Watching the film is akin to experiencing the surreal as it exists in real life, like a hollowed out version of real life. The images, courtesy of cinematographer Michael Salerno, are both digitally stark and cheap but emotive, sometimes beautiful. The use of Sandy hook shooter Adam Lanza’s portrait above the death-fetish bed in the first scene is perhaps a bit much, though according to Cooper at the film’s Montreal premier, the photograph was a gift from John Waters. Music serves LCTG, as in the nightclub scene where the traumatized performance artist is shouting against this kind of dance-able noise music this guy with a laptop is making, though the silences are most interesting, often awkward and always infused by specific pain.

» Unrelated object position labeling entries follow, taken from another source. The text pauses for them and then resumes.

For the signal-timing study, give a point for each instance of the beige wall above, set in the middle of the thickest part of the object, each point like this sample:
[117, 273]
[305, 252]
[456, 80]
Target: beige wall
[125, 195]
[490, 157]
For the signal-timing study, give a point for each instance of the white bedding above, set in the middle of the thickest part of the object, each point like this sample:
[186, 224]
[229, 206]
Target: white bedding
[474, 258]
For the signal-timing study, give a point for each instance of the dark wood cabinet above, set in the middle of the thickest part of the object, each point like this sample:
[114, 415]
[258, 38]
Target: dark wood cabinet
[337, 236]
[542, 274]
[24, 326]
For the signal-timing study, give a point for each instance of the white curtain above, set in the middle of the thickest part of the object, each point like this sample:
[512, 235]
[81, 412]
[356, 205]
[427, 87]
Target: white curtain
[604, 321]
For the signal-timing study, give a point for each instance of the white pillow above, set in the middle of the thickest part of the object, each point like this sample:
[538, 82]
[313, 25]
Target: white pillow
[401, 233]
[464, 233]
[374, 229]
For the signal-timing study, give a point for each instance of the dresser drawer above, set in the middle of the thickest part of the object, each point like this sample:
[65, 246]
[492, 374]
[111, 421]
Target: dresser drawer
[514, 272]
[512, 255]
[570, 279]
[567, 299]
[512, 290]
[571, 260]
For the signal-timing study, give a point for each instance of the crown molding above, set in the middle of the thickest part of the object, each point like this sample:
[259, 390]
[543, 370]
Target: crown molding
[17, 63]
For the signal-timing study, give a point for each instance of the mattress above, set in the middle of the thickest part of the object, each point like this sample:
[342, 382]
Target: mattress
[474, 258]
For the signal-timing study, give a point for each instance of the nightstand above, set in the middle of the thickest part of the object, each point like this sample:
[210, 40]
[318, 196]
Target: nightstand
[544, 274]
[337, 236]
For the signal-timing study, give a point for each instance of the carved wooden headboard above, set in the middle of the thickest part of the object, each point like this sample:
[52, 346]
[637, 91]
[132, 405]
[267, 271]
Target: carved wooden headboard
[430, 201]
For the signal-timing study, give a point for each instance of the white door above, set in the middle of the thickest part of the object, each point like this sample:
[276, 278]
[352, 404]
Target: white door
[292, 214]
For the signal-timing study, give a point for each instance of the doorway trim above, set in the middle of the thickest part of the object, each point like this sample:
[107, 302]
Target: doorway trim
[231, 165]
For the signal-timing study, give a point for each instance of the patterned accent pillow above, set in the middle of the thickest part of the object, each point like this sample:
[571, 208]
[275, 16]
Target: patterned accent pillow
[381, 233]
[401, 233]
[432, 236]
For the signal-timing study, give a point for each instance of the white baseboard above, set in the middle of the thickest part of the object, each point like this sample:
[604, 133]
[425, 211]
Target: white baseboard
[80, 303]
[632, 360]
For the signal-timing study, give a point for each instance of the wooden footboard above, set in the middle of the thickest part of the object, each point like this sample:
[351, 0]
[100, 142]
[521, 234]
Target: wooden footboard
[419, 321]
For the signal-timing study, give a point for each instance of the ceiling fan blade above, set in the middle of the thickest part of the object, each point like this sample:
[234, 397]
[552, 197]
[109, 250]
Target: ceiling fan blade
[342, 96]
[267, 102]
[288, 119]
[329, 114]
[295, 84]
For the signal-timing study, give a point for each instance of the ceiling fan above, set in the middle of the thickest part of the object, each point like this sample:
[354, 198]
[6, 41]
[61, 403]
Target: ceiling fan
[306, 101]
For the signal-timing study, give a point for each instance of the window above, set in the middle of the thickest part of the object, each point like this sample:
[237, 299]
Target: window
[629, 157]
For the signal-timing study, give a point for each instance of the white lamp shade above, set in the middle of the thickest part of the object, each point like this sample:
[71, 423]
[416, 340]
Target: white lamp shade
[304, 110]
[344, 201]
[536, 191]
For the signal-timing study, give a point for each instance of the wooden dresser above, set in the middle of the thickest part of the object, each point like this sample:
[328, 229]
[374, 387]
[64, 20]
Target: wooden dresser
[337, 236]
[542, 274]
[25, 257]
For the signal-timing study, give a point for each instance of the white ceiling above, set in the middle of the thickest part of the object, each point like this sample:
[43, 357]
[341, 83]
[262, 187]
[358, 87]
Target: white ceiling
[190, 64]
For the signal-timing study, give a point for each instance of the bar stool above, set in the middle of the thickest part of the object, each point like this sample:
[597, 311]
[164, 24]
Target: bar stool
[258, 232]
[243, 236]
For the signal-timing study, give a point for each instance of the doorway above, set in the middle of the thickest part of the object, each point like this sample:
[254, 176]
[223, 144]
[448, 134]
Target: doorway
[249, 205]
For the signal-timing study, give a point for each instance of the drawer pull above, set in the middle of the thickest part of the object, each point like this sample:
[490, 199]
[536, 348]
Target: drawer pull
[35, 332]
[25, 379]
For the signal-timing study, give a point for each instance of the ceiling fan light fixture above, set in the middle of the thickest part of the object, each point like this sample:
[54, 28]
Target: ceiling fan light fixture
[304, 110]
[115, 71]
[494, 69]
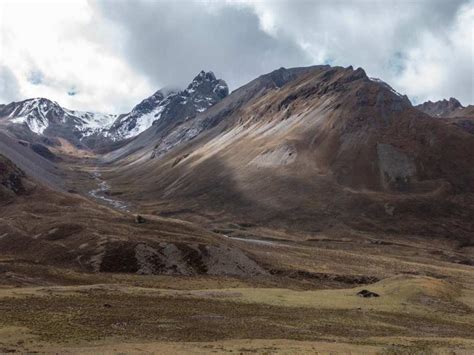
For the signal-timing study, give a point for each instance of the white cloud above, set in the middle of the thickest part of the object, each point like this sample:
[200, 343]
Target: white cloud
[64, 41]
[112, 54]
[422, 48]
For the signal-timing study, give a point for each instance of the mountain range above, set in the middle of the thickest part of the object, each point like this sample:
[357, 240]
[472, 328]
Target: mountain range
[309, 203]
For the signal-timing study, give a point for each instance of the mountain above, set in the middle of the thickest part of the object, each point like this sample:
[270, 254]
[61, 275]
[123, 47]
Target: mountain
[203, 92]
[307, 149]
[442, 108]
[47, 118]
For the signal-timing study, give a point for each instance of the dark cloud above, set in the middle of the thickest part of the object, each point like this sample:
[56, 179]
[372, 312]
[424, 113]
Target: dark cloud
[171, 41]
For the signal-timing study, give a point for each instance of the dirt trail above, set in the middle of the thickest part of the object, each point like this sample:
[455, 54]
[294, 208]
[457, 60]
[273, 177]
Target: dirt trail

Male or female is beside the point. As in most of Cooper’s fiction and poetry, character and plot are beside the point. It’s bodies that are used to complicated effect. Subtle movements reveal wide power plays. This is what the movie is arguably best at. In the first scene, when the prostitute, slouching toward the fetal position and tearing up, mumbles that he needs the money when asked why he is faking being dead. Later, the john, splayed godlike and pantless above the camera, tells the prostitute, “Even if you only did it for the money, thank you.”

These are bodies at the moment of encounter with crisis, and there is a kind of saintliness to their response. Even to death and in their assholes. That this humanistic tension is so palpable owes to the strong structural constraints placed upon the bodies, despite, and in interesting contradiction with, the film’s apparent resistance to linearity. It lends to these vignettes an impression that the confusion of these bodies is our own. When the junkie kid fists the kid who says he’s going to die anyway, the viewer gets the impression that both are submitting to some other fist that’s huge and abstract.

To the extent that there are protagonists contained in these bodies, they are wounded by objectification. They’re bored by it, they’re sick of it, of even their own desire. With living. And yet, by some mystery called glow, they’re drawn to it for reasons that no one in the world seems clinically qualified to articulate.

The film’s violence is the genuinely spiritual kind. A loud expression of the alienation that hums constantly in the elevator music to modern life.